After proper consideration of the entire materials on record, it is found that the claim dated 24.01.2012 is not related to pre-hospitalization or post hospitalization. So, same are not at all payable as per terms and conditions of the policy as noted against condition No. 1.1. In fact sum insured is Rs. 1,75,000/-. So, the payment shall be made as per terms and conditions of the policy and anyway the claim shall not exceed the said sum insured and also the claim shall be related to hospitalization and pre and post hospitalization expenses and in respect of pre and post hospitalization expenses limit is 10 percent always out of the total sum insured and for which bills for medicines dated 27.08.2012, 15.09.2012, 16.09.2012 and 20.09.2012 for Rs. 34,354/- together with his second claim and as per policy condition pre and post hospitalization expenses limited to the extent of Rs. 17,500/- was paid and in this regard we find that op properly calculated the same which is admissible as per terms and conditions of the policy.

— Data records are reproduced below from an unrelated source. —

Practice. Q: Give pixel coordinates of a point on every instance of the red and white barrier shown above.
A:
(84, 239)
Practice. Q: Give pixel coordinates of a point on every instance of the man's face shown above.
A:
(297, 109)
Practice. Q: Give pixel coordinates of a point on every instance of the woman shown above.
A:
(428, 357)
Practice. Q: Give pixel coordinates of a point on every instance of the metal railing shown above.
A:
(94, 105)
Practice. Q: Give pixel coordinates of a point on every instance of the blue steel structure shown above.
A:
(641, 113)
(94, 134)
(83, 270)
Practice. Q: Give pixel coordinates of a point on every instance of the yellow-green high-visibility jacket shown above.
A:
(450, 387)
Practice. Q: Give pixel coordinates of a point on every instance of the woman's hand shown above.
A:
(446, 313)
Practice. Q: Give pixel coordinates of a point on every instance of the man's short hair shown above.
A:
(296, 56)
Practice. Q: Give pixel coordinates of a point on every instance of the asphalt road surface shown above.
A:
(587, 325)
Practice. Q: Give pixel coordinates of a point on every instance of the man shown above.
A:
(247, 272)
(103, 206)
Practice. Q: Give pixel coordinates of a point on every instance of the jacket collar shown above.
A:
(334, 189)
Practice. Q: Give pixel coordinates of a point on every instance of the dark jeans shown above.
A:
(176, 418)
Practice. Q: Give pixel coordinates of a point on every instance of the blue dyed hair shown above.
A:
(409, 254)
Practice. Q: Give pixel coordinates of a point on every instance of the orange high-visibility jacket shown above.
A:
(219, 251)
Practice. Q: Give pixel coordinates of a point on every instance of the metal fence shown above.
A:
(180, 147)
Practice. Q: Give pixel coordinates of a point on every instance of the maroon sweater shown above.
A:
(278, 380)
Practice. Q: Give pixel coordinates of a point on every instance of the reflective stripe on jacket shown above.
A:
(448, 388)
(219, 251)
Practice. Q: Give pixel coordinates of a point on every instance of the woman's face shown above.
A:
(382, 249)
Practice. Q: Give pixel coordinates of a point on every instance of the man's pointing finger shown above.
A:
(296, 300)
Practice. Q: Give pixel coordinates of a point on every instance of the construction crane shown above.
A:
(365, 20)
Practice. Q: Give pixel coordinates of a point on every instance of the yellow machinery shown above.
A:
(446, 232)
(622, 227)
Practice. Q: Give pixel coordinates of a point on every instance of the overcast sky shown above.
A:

In view of the above fact and circumstances, we find that all the claims were properly decided by applying judicial mind and also applying the terms and conditions of the policy and in fact we have failed to search out any deficiency, negligence on the part of the op and in all cases admittedly op disposed of those claims of the complainant and remitted the amount to the complainant and complainant has admitted that he received those amount. But his claim is for the balance deducted amount to be paid by the op. But we have gathered that the claim of the complainant is completely baseless and without any foundation and there is no legal ground to consider the claim of the complainant because complainant is not entitled to entire claim as per terms and conditions of the policy as already discussed .
In the light of the above observation we are convinced to hold that in fact complainant wants to remove all the conditions of the policy and to get the entire amount, but there is no scope to declare any terms and conditions of the policy as void and no doubt in the present case after comparative study of the claim of the complainant with the version of the op and relying upon the terms and conditions of the policy, we are convinced to hold that no Arbitrary Act was done by the ops, but ops with on proper judicial mind discussed all the claim application and admissible amount has been paid. So, there is no question releasing any further money on the ground of equity also. In fact it is an attempt on the part of the op to collect the said balance amount anyhow by convincing the Forum all the terms and conditions is illegal, void etc. But the Forum is not established for giving relief in this regard in respect of the complainant’s prayer on the ground Forum is here and there for deciding any defect and deficiency but Forum has no civil Court power to declare any terms and conditions as void.
So, the entire complaint is baseless and without any foundation. But we have gathered that greedy consumers are in the field for getting relief in such a manner for which this complaint fails.
Hence, it is
ORDERED
That the complaint be and the same is dismissed on contest without any cost against the op.